Seoul: North Korea on Saturday moved its clock forward 30 minutes, aligning its time zone with South Korea, a move aimed at promoting the two countries' reconciliation, Pyongyang's state media reported.

The change came a week after North Korean leader Kim Jong-un told South Korean President Moon Jae-in that he wanted to unify the time zones to promote inter-Korean reconciliation and unity, reports Yonhap News Agency.

The decision took effect at the stroke of midnight.

"Pyongyang time was reset and applied from May 5, according to a decree of the Presidium of the Supreme People's Assembly of North Korea," Pyongyang's state-run Korean Central News Agency said in a statement.

"The time-resetting is the first practical step taken after the historic third North-South summit meeting to speed up the process for the North and the South to become one and turn their different and separated things into the same and single ones," the statement added.

North Korea pushed back its standard time by 30 minutes in August 2015, claiming the move was aimed at removing the vestige of Japan's 1910-45 colonial rule of the Korean Peninsula.

The two Koreas previously used an identical standard time, set in the period.

North Koreans also have their own calendar.

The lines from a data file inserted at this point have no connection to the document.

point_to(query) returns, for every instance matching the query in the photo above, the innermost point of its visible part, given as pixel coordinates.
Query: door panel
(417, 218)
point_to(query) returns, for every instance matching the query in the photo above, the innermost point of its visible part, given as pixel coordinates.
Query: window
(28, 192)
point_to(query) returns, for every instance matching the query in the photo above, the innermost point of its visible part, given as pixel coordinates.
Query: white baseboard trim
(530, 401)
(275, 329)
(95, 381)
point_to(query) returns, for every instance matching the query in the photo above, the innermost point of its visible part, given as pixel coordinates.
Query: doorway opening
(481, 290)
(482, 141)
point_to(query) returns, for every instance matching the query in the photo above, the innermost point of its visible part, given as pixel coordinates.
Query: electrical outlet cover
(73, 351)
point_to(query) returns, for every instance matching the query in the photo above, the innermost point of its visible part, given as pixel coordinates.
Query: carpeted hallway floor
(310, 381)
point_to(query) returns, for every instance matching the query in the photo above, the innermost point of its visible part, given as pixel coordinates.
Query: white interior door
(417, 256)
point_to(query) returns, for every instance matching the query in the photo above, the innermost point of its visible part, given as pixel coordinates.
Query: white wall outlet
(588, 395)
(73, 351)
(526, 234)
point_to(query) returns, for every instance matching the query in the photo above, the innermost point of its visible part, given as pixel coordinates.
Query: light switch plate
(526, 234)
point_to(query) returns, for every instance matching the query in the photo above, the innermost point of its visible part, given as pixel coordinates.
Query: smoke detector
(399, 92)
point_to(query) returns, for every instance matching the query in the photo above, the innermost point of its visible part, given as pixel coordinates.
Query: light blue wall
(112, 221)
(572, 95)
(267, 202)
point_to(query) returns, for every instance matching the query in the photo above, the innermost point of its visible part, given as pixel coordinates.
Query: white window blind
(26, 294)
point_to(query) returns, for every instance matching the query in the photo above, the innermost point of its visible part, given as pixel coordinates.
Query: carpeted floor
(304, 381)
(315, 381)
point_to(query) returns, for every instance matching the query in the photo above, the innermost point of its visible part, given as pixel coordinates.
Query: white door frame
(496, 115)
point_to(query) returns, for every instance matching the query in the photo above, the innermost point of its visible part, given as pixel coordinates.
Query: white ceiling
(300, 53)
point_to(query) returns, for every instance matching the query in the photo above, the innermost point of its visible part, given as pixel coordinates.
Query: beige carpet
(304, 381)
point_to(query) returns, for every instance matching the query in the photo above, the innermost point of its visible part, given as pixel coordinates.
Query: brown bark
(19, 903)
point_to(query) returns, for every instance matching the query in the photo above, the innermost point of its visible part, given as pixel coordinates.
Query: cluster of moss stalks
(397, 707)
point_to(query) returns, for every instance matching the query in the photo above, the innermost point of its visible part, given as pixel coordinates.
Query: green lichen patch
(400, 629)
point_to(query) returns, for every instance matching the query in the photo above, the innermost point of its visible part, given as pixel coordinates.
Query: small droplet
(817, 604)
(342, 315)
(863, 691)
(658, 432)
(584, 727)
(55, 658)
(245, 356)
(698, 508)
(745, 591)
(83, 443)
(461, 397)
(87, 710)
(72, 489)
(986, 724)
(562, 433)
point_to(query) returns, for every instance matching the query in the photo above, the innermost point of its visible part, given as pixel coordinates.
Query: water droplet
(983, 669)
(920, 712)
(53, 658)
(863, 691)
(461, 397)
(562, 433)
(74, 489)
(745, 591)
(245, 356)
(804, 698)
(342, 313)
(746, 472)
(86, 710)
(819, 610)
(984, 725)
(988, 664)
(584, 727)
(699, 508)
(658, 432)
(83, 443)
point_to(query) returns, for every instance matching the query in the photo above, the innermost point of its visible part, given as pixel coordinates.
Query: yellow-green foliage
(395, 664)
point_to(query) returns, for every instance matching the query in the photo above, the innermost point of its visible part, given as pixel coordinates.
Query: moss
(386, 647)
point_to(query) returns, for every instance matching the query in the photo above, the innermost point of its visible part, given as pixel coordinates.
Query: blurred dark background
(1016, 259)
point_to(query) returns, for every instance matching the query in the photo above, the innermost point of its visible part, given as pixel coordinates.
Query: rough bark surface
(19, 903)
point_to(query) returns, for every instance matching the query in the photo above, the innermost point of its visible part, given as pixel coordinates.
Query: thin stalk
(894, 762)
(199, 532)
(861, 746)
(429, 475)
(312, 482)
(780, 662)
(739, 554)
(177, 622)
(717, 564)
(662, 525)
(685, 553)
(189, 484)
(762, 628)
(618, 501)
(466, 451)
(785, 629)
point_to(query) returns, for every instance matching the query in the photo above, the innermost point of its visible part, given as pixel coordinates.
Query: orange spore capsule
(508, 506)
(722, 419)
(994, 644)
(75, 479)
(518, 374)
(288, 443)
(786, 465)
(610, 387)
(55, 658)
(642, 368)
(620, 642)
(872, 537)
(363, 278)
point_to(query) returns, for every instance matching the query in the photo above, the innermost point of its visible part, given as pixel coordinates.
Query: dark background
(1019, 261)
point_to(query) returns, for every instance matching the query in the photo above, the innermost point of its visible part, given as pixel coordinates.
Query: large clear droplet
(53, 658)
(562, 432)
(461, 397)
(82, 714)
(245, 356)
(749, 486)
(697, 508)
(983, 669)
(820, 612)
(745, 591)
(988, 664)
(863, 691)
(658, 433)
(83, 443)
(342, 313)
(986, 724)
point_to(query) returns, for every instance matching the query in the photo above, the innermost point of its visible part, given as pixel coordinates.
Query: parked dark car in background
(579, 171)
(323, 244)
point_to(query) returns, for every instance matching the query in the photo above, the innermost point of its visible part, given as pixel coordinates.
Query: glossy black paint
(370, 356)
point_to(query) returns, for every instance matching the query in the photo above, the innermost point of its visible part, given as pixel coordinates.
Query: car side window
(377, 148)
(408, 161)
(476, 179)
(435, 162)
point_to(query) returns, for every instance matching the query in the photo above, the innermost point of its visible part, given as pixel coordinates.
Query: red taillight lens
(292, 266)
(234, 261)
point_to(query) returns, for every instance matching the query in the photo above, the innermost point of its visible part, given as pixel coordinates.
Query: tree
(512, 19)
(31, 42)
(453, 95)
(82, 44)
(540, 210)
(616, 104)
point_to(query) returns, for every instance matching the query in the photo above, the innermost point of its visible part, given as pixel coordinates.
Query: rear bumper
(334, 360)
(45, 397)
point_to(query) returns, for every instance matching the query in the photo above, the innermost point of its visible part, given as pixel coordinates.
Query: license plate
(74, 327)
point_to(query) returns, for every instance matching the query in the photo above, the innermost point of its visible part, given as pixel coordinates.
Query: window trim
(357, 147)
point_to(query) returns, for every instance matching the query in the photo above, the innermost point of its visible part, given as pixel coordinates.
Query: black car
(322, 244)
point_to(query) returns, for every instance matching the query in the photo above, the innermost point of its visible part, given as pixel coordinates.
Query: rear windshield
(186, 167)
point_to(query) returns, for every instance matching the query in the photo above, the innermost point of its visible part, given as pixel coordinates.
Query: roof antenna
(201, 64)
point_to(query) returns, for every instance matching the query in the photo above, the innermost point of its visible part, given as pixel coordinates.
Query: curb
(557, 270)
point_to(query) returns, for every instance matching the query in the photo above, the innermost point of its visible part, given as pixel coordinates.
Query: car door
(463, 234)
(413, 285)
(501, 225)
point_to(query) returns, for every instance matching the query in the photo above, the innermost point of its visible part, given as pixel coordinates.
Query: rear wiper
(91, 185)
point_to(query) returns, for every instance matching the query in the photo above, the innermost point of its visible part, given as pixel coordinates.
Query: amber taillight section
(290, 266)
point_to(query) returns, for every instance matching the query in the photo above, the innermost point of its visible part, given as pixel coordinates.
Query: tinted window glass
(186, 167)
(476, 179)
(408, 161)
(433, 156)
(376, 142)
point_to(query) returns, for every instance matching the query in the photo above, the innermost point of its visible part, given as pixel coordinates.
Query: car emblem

Instead of counting from the birth of Christ, they count from the birth of founding leader, Kim Il Sung. He was born in 1912.

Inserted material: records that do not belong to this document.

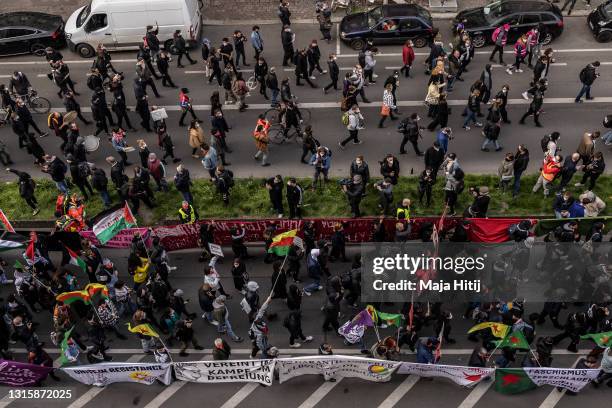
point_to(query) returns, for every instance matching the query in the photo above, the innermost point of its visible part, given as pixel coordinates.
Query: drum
(91, 143)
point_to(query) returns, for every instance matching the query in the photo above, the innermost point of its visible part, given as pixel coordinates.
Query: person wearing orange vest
(550, 168)
(260, 134)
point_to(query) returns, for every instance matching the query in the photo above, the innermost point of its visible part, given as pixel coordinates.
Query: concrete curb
(436, 16)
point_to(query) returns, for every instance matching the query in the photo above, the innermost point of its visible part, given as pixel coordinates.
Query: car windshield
(374, 16)
(82, 17)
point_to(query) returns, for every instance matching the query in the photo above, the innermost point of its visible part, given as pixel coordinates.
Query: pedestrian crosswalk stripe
(319, 394)
(399, 392)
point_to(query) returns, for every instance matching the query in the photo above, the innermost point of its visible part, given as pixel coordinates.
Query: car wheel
(357, 45)
(85, 50)
(547, 39)
(479, 41)
(419, 42)
(37, 49)
(604, 36)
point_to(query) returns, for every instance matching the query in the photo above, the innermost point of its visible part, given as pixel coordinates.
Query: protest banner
(103, 374)
(337, 367)
(517, 380)
(465, 376)
(257, 371)
(16, 374)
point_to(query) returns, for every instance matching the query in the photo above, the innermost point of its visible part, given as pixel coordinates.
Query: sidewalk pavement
(249, 11)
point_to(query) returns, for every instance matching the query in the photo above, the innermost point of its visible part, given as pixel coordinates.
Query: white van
(121, 24)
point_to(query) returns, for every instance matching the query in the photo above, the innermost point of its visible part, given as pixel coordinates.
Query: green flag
(601, 339)
(515, 340)
(64, 347)
(391, 319)
(512, 380)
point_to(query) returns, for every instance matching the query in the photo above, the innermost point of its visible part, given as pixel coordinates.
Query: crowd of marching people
(144, 292)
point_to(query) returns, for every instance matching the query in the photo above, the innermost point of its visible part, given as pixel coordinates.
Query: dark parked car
(522, 15)
(388, 24)
(600, 22)
(30, 32)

The heads of North and South Korea met on April 27 inside the Demilitarized Zone dividing the Koreas.

They signed the Panmunjom Declaration for Peace, Prosperity and Unification on the Korean Peninsula during the first meeting between leaders of the two countries in 10 years. They committed themselves to the complete denuclearization of the Korean Peninsula and pledged to bring a formal end to the Korean War, 65 years after hostilities ceased, CNN reported.

Another sign of the rapprochement will come next week, when a team from the UN's International Civil Aviation Organization (ICAO) will travel to North Korea to discuss a proposal to start an air route between the Pyongyang and Incheon, South Korea, Anthony Philbin, the agency's communications chief, said late Friday.

South Korean aviation officials are still weighing the proposal, which was requested by North Korea in February.

ICAO Asia and Pacific Regional Director Arun Mishra will travel to North Korea with the director of the agency's air navigation bureau, Stephen Creamer, to open discussion on air navigation and safety issues, according to Philbin.